Le rapport au président de la République publié au Journal officiel le 16 septembre 2021 présente de la manière suivante la modification de l’article L. 611-7 du code de commerce issue de l’ordonnance du 15 septembre 2021 :
Le cinquième alinéa de l’article L. 611-7 du code de commerce est modifié pour permettre au débiteur de solliciter l’application de l’article 1343-5 du code civil et l’octroi de délais de paiement dans la limite de deux années, même en l’absence de mise en demeure ou de poursuite du créancier, lorsque ce dernier n’a pas accepté, dans le délai imparti par le conciliateur, la demande faite par ce dernier de suspendre l’exigibilité de sa créance.

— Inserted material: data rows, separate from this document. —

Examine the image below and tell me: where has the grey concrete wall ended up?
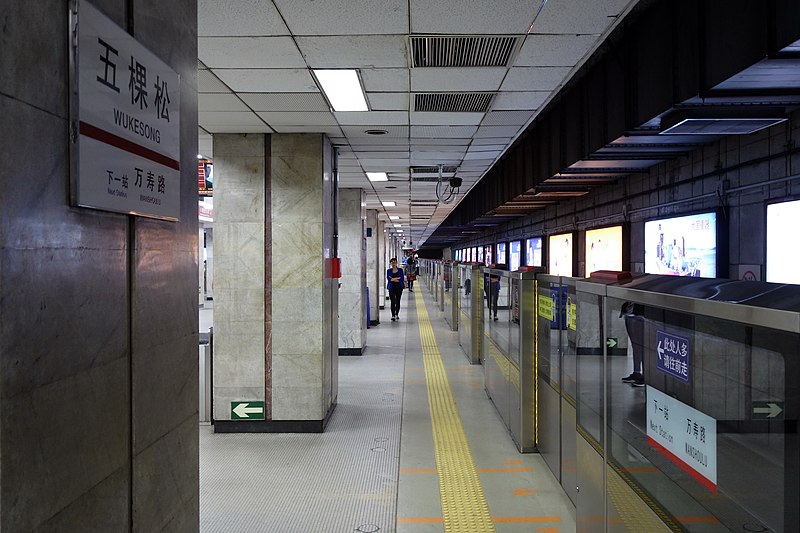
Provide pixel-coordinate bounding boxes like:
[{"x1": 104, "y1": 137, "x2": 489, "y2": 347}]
[
  {"x1": 454, "y1": 112, "x2": 800, "y2": 280},
  {"x1": 0, "y1": 0, "x2": 199, "y2": 532},
  {"x1": 339, "y1": 189, "x2": 367, "y2": 355}
]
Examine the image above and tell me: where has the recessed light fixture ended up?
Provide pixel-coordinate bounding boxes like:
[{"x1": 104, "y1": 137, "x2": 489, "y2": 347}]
[
  {"x1": 314, "y1": 69, "x2": 369, "y2": 111},
  {"x1": 367, "y1": 172, "x2": 389, "y2": 181}
]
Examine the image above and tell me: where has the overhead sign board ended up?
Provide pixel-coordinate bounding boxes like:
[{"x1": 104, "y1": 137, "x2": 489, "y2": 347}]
[{"x1": 71, "y1": 0, "x2": 180, "y2": 220}]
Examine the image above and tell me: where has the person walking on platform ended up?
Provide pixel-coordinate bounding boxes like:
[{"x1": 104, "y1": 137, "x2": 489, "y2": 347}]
[{"x1": 386, "y1": 257, "x2": 406, "y2": 322}]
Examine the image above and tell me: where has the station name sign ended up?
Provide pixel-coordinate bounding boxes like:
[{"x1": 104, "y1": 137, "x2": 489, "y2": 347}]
[{"x1": 71, "y1": 0, "x2": 180, "y2": 220}]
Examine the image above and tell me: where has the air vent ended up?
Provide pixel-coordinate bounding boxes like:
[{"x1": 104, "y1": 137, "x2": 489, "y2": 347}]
[
  {"x1": 414, "y1": 93, "x2": 495, "y2": 113},
  {"x1": 411, "y1": 36, "x2": 519, "y2": 67}
]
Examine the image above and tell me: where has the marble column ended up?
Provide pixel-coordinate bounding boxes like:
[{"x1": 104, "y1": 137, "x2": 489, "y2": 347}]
[
  {"x1": 367, "y1": 209, "x2": 383, "y2": 326},
  {"x1": 213, "y1": 134, "x2": 338, "y2": 432},
  {"x1": 339, "y1": 189, "x2": 367, "y2": 355}
]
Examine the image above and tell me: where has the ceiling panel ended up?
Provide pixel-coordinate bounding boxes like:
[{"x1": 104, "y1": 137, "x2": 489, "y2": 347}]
[
  {"x1": 367, "y1": 92, "x2": 408, "y2": 111},
  {"x1": 501, "y1": 67, "x2": 571, "y2": 91},
  {"x1": 492, "y1": 91, "x2": 550, "y2": 111},
  {"x1": 274, "y1": 0, "x2": 408, "y2": 35},
  {"x1": 296, "y1": 35, "x2": 408, "y2": 69},
  {"x1": 411, "y1": 126, "x2": 478, "y2": 139},
  {"x1": 197, "y1": 0, "x2": 289, "y2": 37},
  {"x1": 411, "y1": 111, "x2": 484, "y2": 126},
  {"x1": 213, "y1": 68, "x2": 319, "y2": 93},
  {"x1": 237, "y1": 92, "x2": 329, "y2": 111},
  {"x1": 197, "y1": 93, "x2": 250, "y2": 111},
  {"x1": 514, "y1": 34, "x2": 597, "y2": 67},
  {"x1": 197, "y1": 37, "x2": 306, "y2": 69},
  {"x1": 410, "y1": 0, "x2": 540, "y2": 34},
  {"x1": 361, "y1": 68, "x2": 409, "y2": 91},
  {"x1": 411, "y1": 67, "x2": 508, "y2": 92},
  {"x1": 334, "y1": 111, "x2": 408, "y2": 126},
  {"x1": 197, "y1": 70, "x2": 231, "y2": 93},
  {"x1": 258, "y1": 111, "x2": 338, "y2": 126}
]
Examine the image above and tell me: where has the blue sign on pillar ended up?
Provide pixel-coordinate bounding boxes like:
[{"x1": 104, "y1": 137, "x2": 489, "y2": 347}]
[{"x1": 656, "y1": 330, "x2": 692, "y2": 383}]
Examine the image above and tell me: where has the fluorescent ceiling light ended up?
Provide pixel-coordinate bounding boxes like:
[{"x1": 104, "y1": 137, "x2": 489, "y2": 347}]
[
  {"x1": 367, "y1": 172, "x2": 389, "y2": 181},
  {"x1": 314, "y1": 70, "x2": 369, "y2": 111}
]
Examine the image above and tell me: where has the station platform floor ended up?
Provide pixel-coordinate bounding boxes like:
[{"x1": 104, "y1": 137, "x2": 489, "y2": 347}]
[{"x1": 200, "y1": 283, "x2": 575, "y2": 533}]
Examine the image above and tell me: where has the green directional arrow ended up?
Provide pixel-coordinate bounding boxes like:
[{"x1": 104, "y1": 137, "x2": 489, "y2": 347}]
[{"x1": 231, "y1": 401, "x2": 264, "y2": 420}]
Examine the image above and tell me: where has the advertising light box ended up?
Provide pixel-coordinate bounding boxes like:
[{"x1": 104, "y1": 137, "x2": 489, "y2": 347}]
[
  {"x1": 525, "y1": 237, "x2": 542, "y2": 266},
  {"x1": 495, "y1": 242, "x2": 506, "y2": 265},
  {"x1": 585, "y1": 226, "x2": 622, "y2": 277},
  {"x1": 644, "y1": 212, "x2": 719, "y2": 278},
  {"x1": 547, "y1": 233, "x2": 575, "y2": 277},
  {"x1": 767, "y1": 200, "x2": 800, "y2": 284},
  {"x1": 508, "y1": 241, "x2": 522, "y2": 272}
]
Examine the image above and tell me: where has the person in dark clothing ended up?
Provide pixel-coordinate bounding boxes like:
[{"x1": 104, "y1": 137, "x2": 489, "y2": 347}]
[
  {"x1": 619, "y1": 302, "x2": 644, "y2": 387},
  {"x1": 386, "y1": 257, "x2": 406, "y2": 322}
]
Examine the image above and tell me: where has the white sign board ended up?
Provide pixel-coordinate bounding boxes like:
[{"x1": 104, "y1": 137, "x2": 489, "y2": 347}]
[
  {"x1": 73, "y1": 0, "x2": 180, "y2": 220},
  {"x1": 647, "y1": 385, "x2": 717, "y2": 493}
]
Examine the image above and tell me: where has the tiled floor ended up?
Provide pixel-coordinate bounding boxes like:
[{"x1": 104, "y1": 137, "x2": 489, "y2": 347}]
[{"x1": 200, "y1": 284, "x2": 575, "y2": 533}]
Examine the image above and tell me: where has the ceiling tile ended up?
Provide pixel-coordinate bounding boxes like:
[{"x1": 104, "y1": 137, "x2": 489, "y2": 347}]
[
  {"x1": 360, "y1": 68, "x2": 409, "y2": 92},
  {"x1": 411, "y1": 111, "x2": 483, "y2": 126},
  {"x1": 481, "y1": 111, "x2": 533, "y2": 126},
  {"x1": 475, "y1": 124, "x2": 522, "y2": 139},
  {"x1": 411, "y1": 0, "x2": 536, "y2": 34},
  {"x1": 411, "y1": 67, "x2": 508, "y2": 92},
  {"x1": 197, "y1": 0, "x2": 289, "y2": 37},
  {"x1": 501, "y1": 67, "x2": 571, "y2": 91},
  {"x1": 411, "y1": 126, "x2": 478, "y2": 139},
  {"x1": 197, "y1": 93, "x2": 250, "y2": 111},
  {"x1": 365, "y1": 92, "x2": 408, "y2": 111},
  {"x1": 334, "y1": 111, "x2": 408, "y2": 126},
  {"x1": 197, "y1": 70, "x2": 231, "y2": 93},
  {"x1": 197, "y1": 37, "x2": 306, "y2": 68},
  {"x1": 257, "y1": 111, "x2": 337, "y2": 127},
  {"x1": 533, "y1": 0, "x2": 629, "y2": 35},
  {"x1": 514, "y1": 34, "x2": 597, "y2": 67},
  {"x1": 274, "y1": 0, "x2": 408, "y2": 35},
  {"x1": 492, "y1": 91, "x2": 550, "y2": 111},
  {"x1": 236, "y1": 92, "x2": 329, "y2": 111},
  {"x1": 213, "y1": 69, "x2": 319, "y2": 93},
  {"x1": 296, "y1": 35, "x2": 408, "y2": 69}
]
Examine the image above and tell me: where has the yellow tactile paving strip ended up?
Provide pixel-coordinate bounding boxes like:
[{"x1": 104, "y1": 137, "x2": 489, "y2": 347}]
[{"x1": 416, "y1": 293, "x2": 496, "y2": 533}]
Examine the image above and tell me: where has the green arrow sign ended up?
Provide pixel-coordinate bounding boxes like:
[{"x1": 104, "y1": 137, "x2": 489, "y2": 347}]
[
  {"x1": 231, "y1": 402, "x2": 264, "y2": 420},
  {"x1": 753, "y1": 402, "x2": 783, "y2": 420}
]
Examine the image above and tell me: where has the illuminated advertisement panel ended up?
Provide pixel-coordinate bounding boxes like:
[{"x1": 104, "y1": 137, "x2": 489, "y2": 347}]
[
  {"x1": 508, "y1": 241, "x2": 522, "y2": 272},
  {"x1": 547, "y1": 233, "x2": 574, "y2": 276},
  {"x1": 644, "y1": 212, "x2": 718, "y2": 278},
  {"x1": 525, "y1": 237, "x2": 542, "y2": 266},
  {"x1": 767, "y1": 200, "x2": 800, "y2": 284},
  {"x1": 585, "y1": 226, "x2": 622, "y2": 277},
  {"x1": 495, "y1": 242, "x2": 507, "y2": 265}
]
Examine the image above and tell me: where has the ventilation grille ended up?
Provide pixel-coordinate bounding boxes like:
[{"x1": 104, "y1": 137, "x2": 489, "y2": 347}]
[
  {"x1": 411, "y1": 36, "x2": 519, "y2": 67},
  {"x1": 414, "y1": 93, "x2": 494, "y2": 113}
]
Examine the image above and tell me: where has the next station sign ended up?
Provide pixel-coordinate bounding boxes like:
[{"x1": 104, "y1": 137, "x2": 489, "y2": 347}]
[
  {"x1": 72, "y1": 0, "x2": 180, "y2": 220},
  {"x1": 656, "y1": 330, "x2": 692, "y2": 383}
]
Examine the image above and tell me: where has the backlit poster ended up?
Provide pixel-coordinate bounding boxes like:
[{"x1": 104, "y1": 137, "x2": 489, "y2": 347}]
[
  {"x1": 644, "y1": 212, "x2": 718, "y2": 278},
  {"x1": 586, "y1": 226, "x2": 622, "y2": 277},
  {"x1": 767, "y1": 200, "x2": 800, "y2": 284},
  {"x1": 508, "y1": 241, "x2": 522, "y2": 272},
  {"x1": 547, "y1": 233, "x2": 574, "y2": 277},
  {"x1": 525, "y1": 237, "x2": 542, "y2": 266}
]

En présence de créances non échues, il est également permis au juge de reporter ou échelonner le règlement des créances, dans la limite de la durée de la procédure.
Le 5e alinéa de l’article L. 611-17 doit ainsi être lu comme autorisant le président du tribunal à octroyer au débiteur sur les créances non échues un échelonnement ou un report d’une durée limitée au terme de la mission du conciliateur, dans le seul cas où le créancier a refusé la demande du conciliateur tendant à une suspension de l’exigibilité de ces créances ; cette disposition ne peut être comprise comme dispensant ce juge de prendre en considération la situation du débiteur et les besoins du créancier.

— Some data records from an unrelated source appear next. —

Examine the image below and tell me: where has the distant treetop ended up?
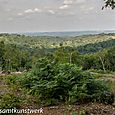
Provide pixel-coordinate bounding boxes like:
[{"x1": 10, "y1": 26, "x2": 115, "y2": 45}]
[{"x1": 102, "y1": 0, "x2": 115, "y2": 10}]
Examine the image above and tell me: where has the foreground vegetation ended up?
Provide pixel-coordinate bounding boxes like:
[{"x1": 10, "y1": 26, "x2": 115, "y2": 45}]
[{"x1": 0, "y1": 34, "x2": 115, "y2": 114}]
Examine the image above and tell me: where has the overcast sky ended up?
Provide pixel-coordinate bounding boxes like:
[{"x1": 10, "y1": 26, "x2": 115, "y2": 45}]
[{"x1": 0, "y1": 0, "x2": 115, "y2": 32}]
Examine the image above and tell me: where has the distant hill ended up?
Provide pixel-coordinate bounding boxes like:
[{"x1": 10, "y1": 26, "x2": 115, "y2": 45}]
[{"x1": 19, "y1": 30, "x2": 115, "y2": 37}]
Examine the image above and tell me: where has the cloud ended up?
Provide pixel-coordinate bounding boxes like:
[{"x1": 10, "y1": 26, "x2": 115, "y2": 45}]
[
  {"x1": 48, "y1": 10, "x2": 55, "y2": 14},
  {"x1": 24, "y1": 8, "x2": 42, "y2": 13},
  {"x1": 63, "y1": 0, "x2": 74, "y2": 5},
  {"x1": 24, "y1": 9, "x2": 34, "y2": 13},
  {"x1": 75, "y1": 0, "x2": 86, "y2": 4},
  {"x1": 17, "y1": 13, "x2": 23, "y2": 16},
  {"x1": 59, "y1": 4, "x2": 69, "y2": 10}
]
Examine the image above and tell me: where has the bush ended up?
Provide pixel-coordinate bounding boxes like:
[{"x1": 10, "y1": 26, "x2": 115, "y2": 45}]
[
  {"x1": 0, "y1": 94, "x2": 20, "y2": 109},
  {"x1": 20, "y1": 58, "x2": 113, "y2": 105}
]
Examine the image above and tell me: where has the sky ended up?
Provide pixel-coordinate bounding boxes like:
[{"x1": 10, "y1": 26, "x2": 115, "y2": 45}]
[{"x1": 0, "y1": 0, "x2": 115, "y2": 32}]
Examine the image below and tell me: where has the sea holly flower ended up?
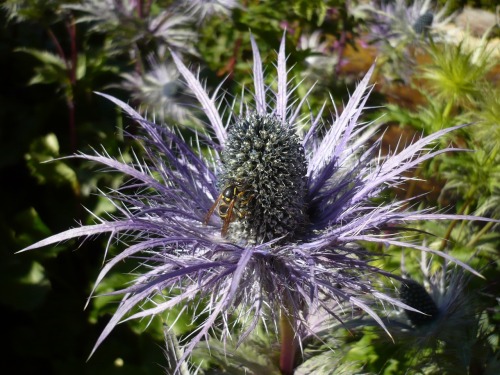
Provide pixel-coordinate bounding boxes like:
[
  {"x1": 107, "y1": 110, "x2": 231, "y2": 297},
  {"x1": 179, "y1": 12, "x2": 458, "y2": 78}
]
[{"x1": 18, "y1": 38, "x2": 492, "y2": 373}]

Il résulte en revanche des termes de l’article L. 611-7 que sur des créances échues, le président du tribunal peut accorder des délais de paiement pour une durée allant jusqu’à deux années, comme le prévoit l’article L. 1343-5.

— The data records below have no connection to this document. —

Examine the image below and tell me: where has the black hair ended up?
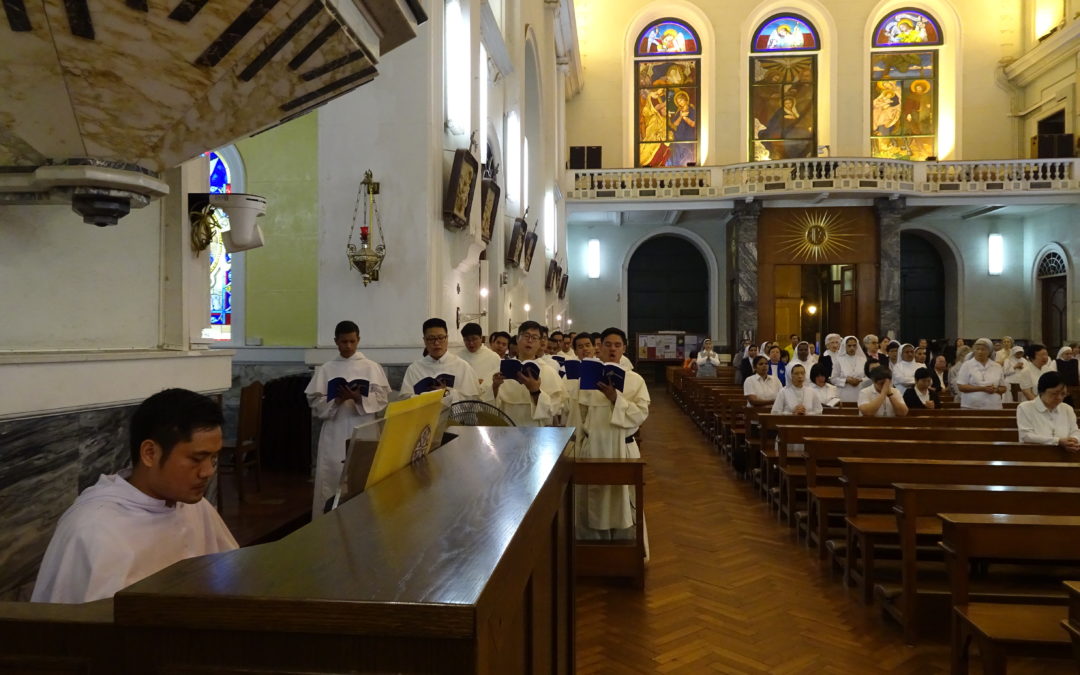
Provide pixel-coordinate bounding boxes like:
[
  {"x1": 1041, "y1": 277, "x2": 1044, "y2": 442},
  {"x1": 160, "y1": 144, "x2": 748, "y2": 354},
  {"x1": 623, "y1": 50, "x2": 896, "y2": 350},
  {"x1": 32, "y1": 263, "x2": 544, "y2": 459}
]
[
  {"x1": 1038, "y1": 371, "x2": 1065, "y2": 394},
  {"x1": 129, "y1": 389, "x2": 225, "y2": 468},
  {"x1": 600, "y1": 326, "x2": 630, "y2": 345},
  {"x1": 570, "y1": 333, "x2": 593, "y2": 349},
  {"x1": 334, "y1": 321, "x2": 360, "y2": 339},
  {"x1": 517, "y1": 321, "x2": 544, "y2": 336},
  {"x1": 423, "y1": 316, "x2": 449, "y2": 333},
  {"x1": 870, "y1": 367, "x2": 892, "y2": 382}
]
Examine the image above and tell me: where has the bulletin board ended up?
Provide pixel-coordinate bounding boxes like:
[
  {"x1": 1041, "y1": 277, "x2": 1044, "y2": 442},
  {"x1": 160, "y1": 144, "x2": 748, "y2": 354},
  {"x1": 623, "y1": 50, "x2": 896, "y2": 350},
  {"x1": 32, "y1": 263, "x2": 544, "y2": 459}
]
[{"x1": 636, "y1": 333, "x2": 704, "y2": 362}]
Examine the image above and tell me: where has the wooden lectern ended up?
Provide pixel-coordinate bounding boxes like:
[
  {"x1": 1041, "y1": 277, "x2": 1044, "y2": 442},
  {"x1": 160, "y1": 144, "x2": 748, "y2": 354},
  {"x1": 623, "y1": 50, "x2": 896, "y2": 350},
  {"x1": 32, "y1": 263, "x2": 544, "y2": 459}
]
[{"x1": 0, "y1": 427, "x2": 575, "y2": 675}]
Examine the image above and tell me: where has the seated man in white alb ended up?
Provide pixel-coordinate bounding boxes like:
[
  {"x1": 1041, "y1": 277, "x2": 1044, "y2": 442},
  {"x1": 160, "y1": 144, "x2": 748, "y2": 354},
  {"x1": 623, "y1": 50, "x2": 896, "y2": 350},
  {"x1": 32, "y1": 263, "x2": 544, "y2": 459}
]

Il ressort des courriers adressés par le conciliateur à la société LBO les 23 avril et 20 mai 2025, des réponses de celle-ci les 29 avril et 26 mai 2025, enfin d’une lettre du conciliateur du président du tribunal du 22 juillet 2025 que le conciliateur a, au sens de l’article L. 611-7 du code de commerce, demandé à la société LBO de reporter l’exigibilité de sa créance sur la société Horizon Oblig et que celle-ci lui a opposé un refus – à la date du premier des courriers du conciliateur, la société LBO avait au reste déjà assigné la société Horizon Oblig en référé afin d’obtenir contre elle un titre exécutoire.
Des délais de paiement ne sont ainsi envisageables, en application de l’article L. 611-7 précité, que dans la limite de la durée de la mission du conciliateur.
Cette mission ayant pris fin le 30 juin 2025, la demande de délai de grâce, devenue sans objet, ne peut qu’être écartée.
Le jugement entrepris doit en conséquence être infirmé en ce qu’il l’a accueillie.
PAR CES MOTIFS,
la cour, statuant contradictoirement,
Dit irrecevable la pièce n°20 produite par la société La Boutique Officielle.com ;
Infirme le jugement entrepris en toutes ses dispositions ;
Statuant à nouveau,
Dit irrecevable la demande en paiement ;
Rejette la demande de délai de grâce ;
Condamne la société Horizon Oblig aux dépens de première instance et d’appel.
— prononcé publiquement par mise à disposition de l’arrêt au greffe de la cour, les parties en ayant été préalablement avisées dans les conditions prévues au deuxième alinéa de l’article 450 du code de procédure civile.
— signé par Monsieur Ronan GUERLOT, Président, et par Madame Françoise DUCAMIN, Greffière, auquel la minute de la décision a été remise par le magistrat signataire.